SAFE SYSTEMS OF WORK : TRIPPING AND SLIPPING : VISITOR TRIPPING OVER PLASTIC ICICLE IN SANTA’S GROTTO An event management company was in breach of its duty to a visitor who suffered a leg injury after tripping and falling over a plastic icicle during a visit to Santa’s grotto. Although a safe system had been devised for checking the floor of the grotto, it had failed on that occasion.

The appellant (D) appealed against a decision that the respondent event management company (M) was not in breach of its duty to her after a fall. D, who was elderly, had gone with five members of her family to visit Santa’s grotto at a well-known department store in London.
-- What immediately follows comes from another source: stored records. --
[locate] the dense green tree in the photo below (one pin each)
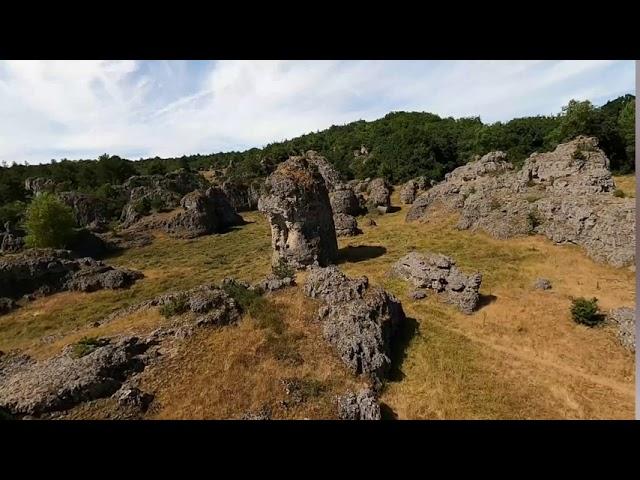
(48, 222)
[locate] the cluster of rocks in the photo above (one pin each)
(565, 195)
(30, 387)
(11, 239)
(439, 273)
(39, 272)
(359, 320)
(363, 405)
(298, 208)
(624, 319)
(411, 189)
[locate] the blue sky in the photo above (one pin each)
(81, 109)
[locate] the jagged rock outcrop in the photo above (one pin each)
(379, 194)
(297, 206)
(624, 319)
(147, 193)
(243, 196)
(565, 195)
(358, 320)
(43, 271)
(361, 406)
(346, 225)
(39, 185)
(30, 387)
(439, 273)
(410, 190)
(86, 208)
(203, 212)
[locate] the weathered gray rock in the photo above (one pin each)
(624, 319)
(203, 212)
(346, 225)
(298, 208)
(359, 321)
(361, 406)
(542, 284)
(86, 208)
(379, 194)
(564, 195)
(61, 382)
(440, 274)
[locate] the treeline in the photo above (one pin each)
(400, 146)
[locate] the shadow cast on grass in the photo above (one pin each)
(351, 254)
(406, 331)
(485, 300)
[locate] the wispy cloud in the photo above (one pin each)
(80, 109)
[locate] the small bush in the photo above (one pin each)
(241, 294)
(578, 154)
(585, 312)
(87, 345)
(177, 306)
(48, 222)
(534, 221)
(283, 269)
(619, 193)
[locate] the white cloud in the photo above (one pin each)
(79, 109)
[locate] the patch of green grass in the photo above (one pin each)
(86, 345)
(177, 306)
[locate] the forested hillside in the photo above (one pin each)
(399, 146)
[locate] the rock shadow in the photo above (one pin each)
(485, 300)
(353, 254)
(406, 331)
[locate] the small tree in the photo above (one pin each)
(48, 222)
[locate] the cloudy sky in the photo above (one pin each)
(81, 109)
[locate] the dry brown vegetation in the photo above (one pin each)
(519, 356)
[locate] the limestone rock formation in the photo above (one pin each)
(624, 319)
(410, 190)
(346, 225)
(440, 274)
(358, 320)
(361, 406)
(298, 208)
(379, 194)
(564, 195)
(30, 387)
(203, 212)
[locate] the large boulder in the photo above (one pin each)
(440, 274)
(359, 406)
(86, 208)
(565, 195)
(379, 193)
(30, 387)
(202, 213)
(297, 206)
(358, 320)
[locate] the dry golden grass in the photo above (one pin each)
(626, 183)
(226, 372)
(519, 356)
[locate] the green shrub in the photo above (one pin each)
(48, 222)
(585, 312)
(283, 269)
(174, 307)
(87, 345)
(619, 193)
(578, 154)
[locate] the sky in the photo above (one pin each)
(137, 109)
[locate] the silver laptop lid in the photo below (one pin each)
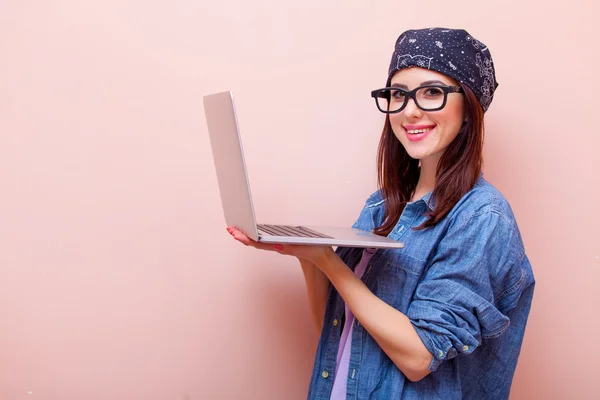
(229, 161)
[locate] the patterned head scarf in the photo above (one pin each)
(452, 52)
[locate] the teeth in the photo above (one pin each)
(414, 131)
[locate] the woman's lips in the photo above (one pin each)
(415, 137)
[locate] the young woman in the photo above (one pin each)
(444, 317)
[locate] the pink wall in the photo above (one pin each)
(118, 279)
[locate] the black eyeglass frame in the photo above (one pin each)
(411, 94)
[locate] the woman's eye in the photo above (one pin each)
(397, 95)
(433, 92)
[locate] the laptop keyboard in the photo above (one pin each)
(288, 230)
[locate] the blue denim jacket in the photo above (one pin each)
(465, 284)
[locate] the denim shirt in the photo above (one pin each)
(465, 284)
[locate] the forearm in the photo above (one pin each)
(317, 286)
(392, 330)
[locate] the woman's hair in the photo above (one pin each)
(457, 171)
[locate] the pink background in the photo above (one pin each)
(118, 279)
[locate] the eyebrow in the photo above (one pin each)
(435, 81)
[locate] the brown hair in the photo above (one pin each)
(457, 171)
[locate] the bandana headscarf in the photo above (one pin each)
(452, 52)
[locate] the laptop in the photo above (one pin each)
(235, 193)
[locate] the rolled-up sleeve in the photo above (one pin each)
(474, 265)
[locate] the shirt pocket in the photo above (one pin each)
(398, 279)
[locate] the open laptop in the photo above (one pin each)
(235, 193)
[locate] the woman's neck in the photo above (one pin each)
(426, 181)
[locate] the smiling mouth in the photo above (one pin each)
(417, 131)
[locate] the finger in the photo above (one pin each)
(242, 238)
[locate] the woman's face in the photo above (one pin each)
(426, 134)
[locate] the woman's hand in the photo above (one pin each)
(314, 254)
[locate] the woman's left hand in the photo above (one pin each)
(314, 254)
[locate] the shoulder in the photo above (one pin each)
(482, 199)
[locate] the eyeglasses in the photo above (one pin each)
(392, 100)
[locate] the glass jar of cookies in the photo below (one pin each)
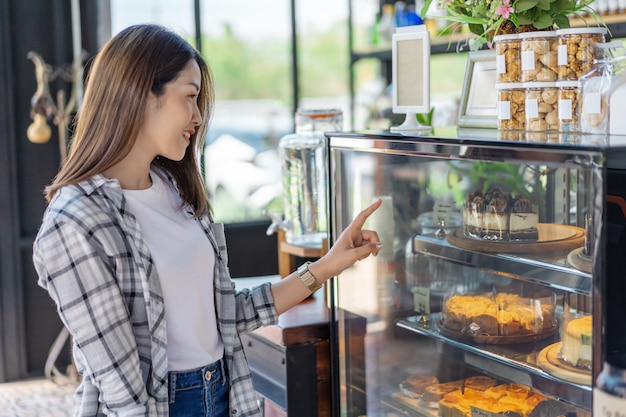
(577, 51)
(511, 104)
(541, 106)
(507, 58)
(568, 106)
(539, 56)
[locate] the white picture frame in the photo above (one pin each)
(410, 50)
(479, 100)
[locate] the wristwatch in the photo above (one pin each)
(307, 277)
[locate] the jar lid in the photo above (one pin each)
(575, 31)
(567, 84)
(538, 34)
(507, 37)
(539, 84)
(508, 86)
(319, 113)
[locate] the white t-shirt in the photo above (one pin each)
(184, 260)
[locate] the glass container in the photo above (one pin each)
(568, 106)
(508, 58)
(577, 51)
(303, 159)
(541, 107)
(511, 106)
(539, 56)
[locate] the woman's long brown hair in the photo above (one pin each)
(139, 60)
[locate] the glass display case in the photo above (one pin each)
(498, 289)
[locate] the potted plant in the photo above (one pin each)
(488, 18)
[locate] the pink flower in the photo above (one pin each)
(505, 9)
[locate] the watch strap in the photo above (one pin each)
(307, 277)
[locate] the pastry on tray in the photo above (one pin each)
(497, 216)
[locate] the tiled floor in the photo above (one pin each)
(36, 398)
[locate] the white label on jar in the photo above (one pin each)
(528, 61)
(532, 108)
(504, 110)
(592, 103)
(500, 64)
(562, 55)
(421, 299)
(607, 405)
(565, 109)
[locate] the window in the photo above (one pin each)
(248, 46)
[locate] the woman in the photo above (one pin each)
(129, 253)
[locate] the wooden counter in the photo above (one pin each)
(290, 361)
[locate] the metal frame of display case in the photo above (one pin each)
(606, 155)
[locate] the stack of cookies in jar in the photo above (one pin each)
(538, 76)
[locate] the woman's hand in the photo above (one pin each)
(354, 244)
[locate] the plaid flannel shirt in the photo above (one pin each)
(93, 261)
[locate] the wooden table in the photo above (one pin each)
(290, 361)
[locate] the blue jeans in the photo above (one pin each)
(201, 392)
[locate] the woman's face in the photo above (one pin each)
(172, 118)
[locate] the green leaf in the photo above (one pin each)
(425, 8)
(476, 29)
(543, 4)
(561, 21)
(524, 5)
(543, 21)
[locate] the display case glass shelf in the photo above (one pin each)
(495, 288)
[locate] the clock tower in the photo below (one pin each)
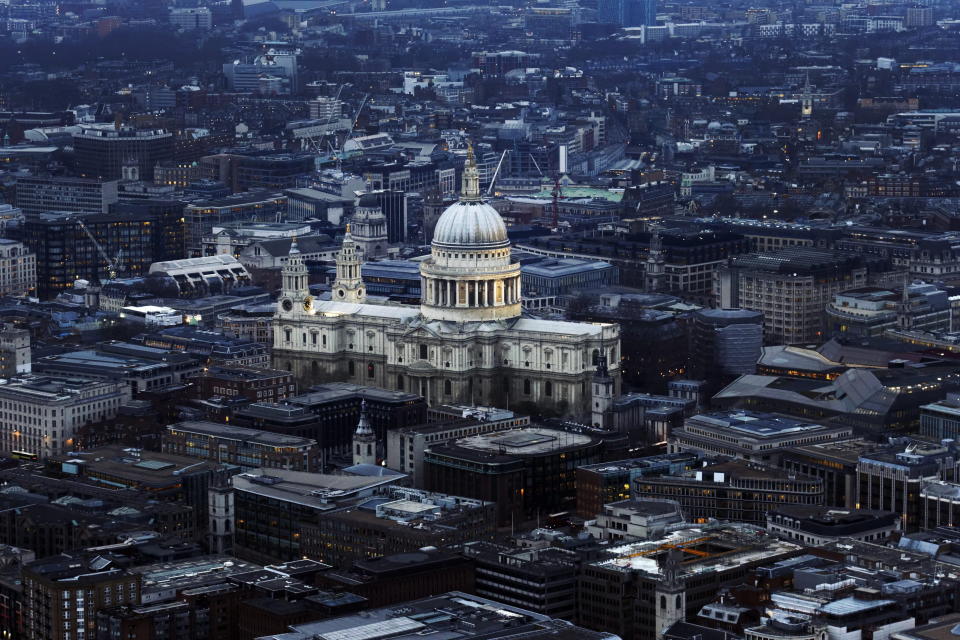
(295, 293)
(348, 287)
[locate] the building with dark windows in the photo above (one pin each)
(628, 13)
(643, 588)
(834, 462)
(254, 385)
(272, 506)
(734, 491)
(527, 471)
(397, 520)
(791, 287)
(541, 580)
(66, 253)
(891, 479)
(40, 194)
(246, 448)
(600, 484)
(62, 594)
(329, 413)
(751, 436)
(102, 151)
(473, 617)
(273, 172)
(817, 525)
(725, 342)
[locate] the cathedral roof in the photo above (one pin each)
(470, 224)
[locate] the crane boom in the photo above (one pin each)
(111, 264)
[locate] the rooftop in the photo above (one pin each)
(241, 434)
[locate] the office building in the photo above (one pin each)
(394, 205)
(40, 194)
(557, 277)
(869, 312)
(941, 420)
(397, 520)
(834, 462)
(646, 587)
(191, 18)
(18, 269)
(725, 342)
(474, 617)
(65, 253)
(139, 367)
(406, 445)
(541, 580)
(818, 525)
(274, 171)
(272, 506)
(733, 491)
(891, 479)
(15, 354)
(635, 519)
(751, 436)
(202, 216)
(255, 385)
(601, 484)
(43, 413)
(312, 204)
(62, 594)
(492, 466)
(791, 287)
(628, 13)
(102, 151)
(248, 449)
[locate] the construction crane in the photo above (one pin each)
(113, 264)
(682, 546)
(496, 173)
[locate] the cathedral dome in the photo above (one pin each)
(470, 224)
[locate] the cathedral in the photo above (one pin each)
(467, 343)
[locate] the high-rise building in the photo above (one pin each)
(18, 269)
(191, 18)
(40, 194)
(102, 151)
(628, 13)
(725, 342)
(791, 287)
(65, 252)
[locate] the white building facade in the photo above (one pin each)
(466, 343)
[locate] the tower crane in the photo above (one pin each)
(113, 264)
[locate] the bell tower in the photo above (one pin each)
(295, 291)
(364, 439)
(348, 287)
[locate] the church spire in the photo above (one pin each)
(471, 178)
(348, 286)
(364, 439)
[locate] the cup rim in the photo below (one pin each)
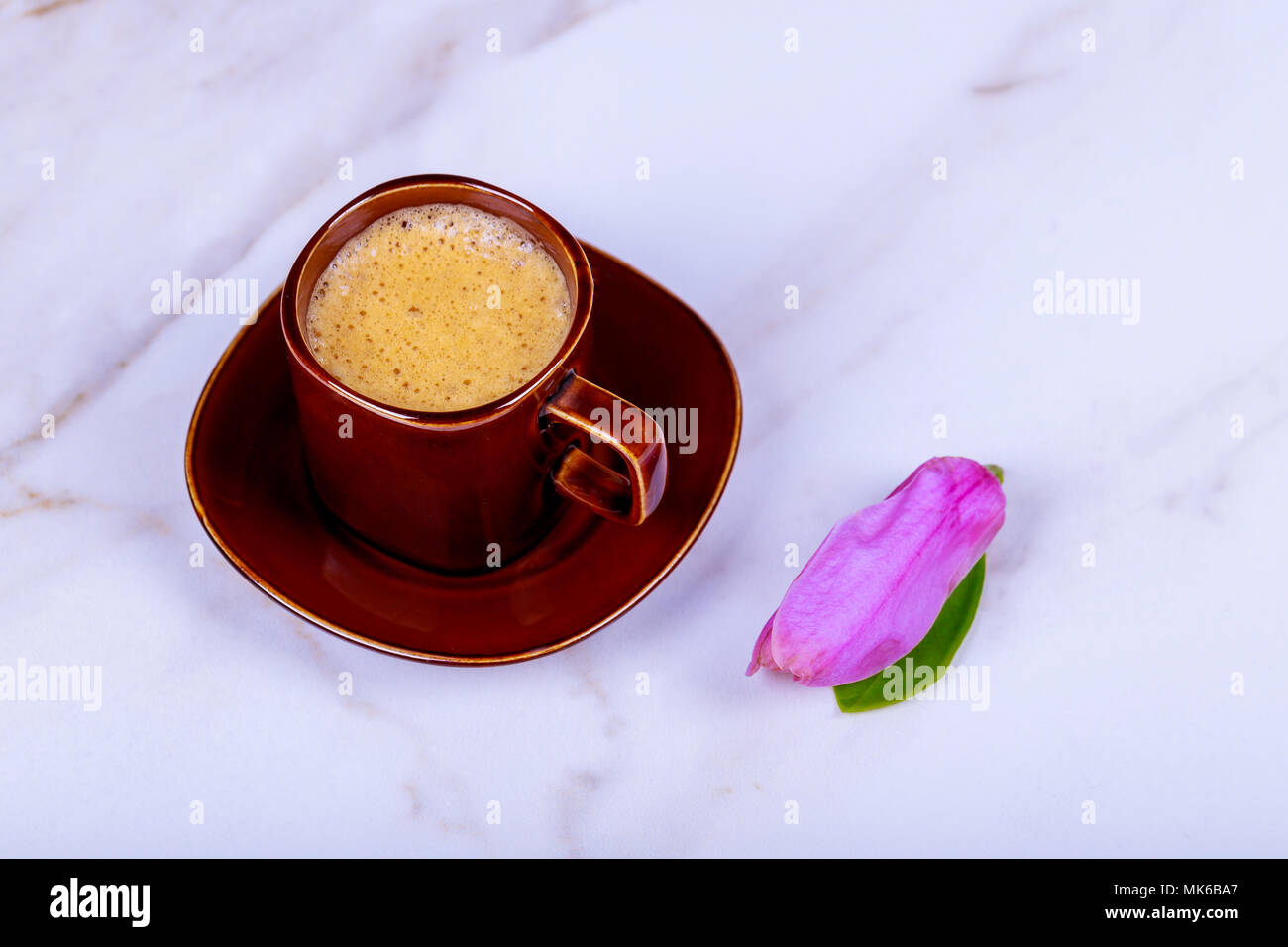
(303, 355)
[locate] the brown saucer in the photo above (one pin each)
(252, 492)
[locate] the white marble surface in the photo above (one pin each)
(1108, 684)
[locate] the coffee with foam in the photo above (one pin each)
(438, 308)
The store had contracted the operating of the grotto to M. D fell during the visit and injured her leg. The grotto was four metres by three metres in size and was operated by two employees, one who played Santa and the other an elf. The elf’s job was to escort visitors in and out of the grotto and to ensure that everything ran smoothly and that there was nothing loose on the floor. It was also Santa’s responsibility to ensure there was no danger and he had 90 seconds in between the entry of each group of visitors to look around and check from his throne, as he was essentially immobile, that there was no danger. D’s case was that she had lost her balance by stepping on a plastic icicle, a Christmas tree bauble, on the floor of the grotto. M’s case was that she had lost her balance and that there was no icicle on the floor to be tripped over.

The witnesses included an employee of the store who had filled in an incident/accident report within 24 hours of the accident that indicated that the icicle was removed from under D’s left leg. The question for the judge was whether the icicle ought to have been seen by Santa and the elf in the performance of their duties. His view was that, since the icicle had not been seen by them and there was a good safety system in place, there had been no breach of duty; the icicle was not in plain view as it was partly hidden by a toy train which was on the floor alongside the wall.

HELD: (1) The question was: if the icicle was there to be fallen over, was it there to be seen? Even though the system used by Santa and the elf might have been excellent, the elf was concerned with many other duties and it was possible that on that occasion Santa and the elf were not as careful in the taking of precautions as they should have been.

The only proper inference on the balance of probabilities was that the icicle was there to be seen. If it was there to be stepped on, it was there to be seen. The district judge took an overly benevolent view of the performance by Santa and the elf of their duties in D’s case. (2) At the conclusion of the case, the court had been asked to rule on contributory negligence. The judge had not reached a conclusion on that matter as he had found in favour of M. D was an elderly grandmother who had gone with her family on an exciting visit to Santa’s grotto.

Including Santa, there were 8 people in a small space made even smaller by toys and two Christmas trees and the lighting was dim. The accident had happened when D, at the request of the elf, had stepped side-ways and backwards so that she was out of range of a camera. She could not have seen anything at that time as her attention was drawn on entry to the other side of the grotto where the toys were. In the circumstances, it was not D’s duty to ensure that there were no tripping hazards in the grotto; it was the duty of Santa and the elf. Therefore, there was no contributory negligence to take into account.